I would sit in that tree for hours and read. Ambitiously, I would scale the reaches with multiple books in my bag, consuming page after page of biographies about George Washington Carver or Helen Keller, reading Asimov and Stephen King, discovering Charles Dickens' land of Oliver Twist.
Research shows that our perception of good food and fine wine is greatly influenced by atmosphere. When we are surrounded by friends and family for a special occasion, the meal we have at the nice restaurant in town is greatly enhanced by the mood we are in. I believe this to be true. I think it is also true about how we perceive a book we read or music we listen to or a movie we watch.
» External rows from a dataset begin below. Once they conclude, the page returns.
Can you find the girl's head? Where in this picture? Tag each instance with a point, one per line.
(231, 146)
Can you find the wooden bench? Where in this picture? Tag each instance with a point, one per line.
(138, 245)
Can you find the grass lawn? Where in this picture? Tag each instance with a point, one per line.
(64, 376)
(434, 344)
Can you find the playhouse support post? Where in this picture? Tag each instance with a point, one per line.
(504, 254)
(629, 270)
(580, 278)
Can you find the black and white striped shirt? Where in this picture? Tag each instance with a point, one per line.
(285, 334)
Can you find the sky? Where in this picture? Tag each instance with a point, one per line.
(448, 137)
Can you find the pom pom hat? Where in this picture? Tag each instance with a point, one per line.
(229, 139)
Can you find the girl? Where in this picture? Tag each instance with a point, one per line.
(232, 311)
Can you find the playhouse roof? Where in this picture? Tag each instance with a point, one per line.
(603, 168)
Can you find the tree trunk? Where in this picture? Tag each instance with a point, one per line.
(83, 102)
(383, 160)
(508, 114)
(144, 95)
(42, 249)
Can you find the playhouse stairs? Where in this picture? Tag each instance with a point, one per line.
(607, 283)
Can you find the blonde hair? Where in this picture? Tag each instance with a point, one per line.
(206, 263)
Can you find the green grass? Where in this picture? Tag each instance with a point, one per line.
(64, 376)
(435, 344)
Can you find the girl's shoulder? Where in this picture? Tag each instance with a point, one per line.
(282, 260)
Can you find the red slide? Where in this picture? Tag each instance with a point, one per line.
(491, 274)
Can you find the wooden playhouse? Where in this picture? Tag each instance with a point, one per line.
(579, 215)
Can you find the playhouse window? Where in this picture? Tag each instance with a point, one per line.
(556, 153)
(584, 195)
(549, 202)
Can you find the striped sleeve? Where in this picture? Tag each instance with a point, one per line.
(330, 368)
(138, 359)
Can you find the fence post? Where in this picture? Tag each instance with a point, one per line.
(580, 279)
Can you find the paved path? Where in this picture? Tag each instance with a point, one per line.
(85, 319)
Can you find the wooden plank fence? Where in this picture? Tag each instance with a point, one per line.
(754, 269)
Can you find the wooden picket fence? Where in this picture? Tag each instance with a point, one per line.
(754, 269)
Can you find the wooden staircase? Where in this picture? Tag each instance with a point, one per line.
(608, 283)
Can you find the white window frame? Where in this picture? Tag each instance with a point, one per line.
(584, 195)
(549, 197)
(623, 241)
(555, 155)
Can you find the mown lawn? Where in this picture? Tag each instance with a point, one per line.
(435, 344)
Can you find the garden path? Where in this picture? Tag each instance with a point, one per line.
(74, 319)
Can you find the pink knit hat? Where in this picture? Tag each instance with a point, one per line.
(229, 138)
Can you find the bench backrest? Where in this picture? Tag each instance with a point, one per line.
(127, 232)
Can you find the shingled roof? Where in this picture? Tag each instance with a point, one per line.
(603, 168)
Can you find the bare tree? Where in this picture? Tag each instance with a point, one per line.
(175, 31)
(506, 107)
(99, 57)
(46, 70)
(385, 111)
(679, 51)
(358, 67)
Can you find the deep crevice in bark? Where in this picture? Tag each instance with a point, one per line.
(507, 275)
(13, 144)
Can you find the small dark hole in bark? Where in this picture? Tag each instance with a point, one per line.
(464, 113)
As an example, Action Jackson certainly didn't win any awards, but to my wife and I, it is one of our favorites, as it was the movie we saw on our first date.
There is a fondness about the topics I explored sitting in that tree that is hard to recreate. The whole world was yet to be discovered, and I was learning and exploring through those books.
Last summer we planted a 16 foot willow tree in our back yard. It's more than a sapling, but far from the large tree this will eventually grow into. My oldest daughter grew rather excited when we told her we were having this tree planted. Once she saw it she said, "I wish it were much bigger. I'd like to climb up into that tree and read a book."
I couldn't help but smile a little when I replied, "I know exactly what you mean, Allison".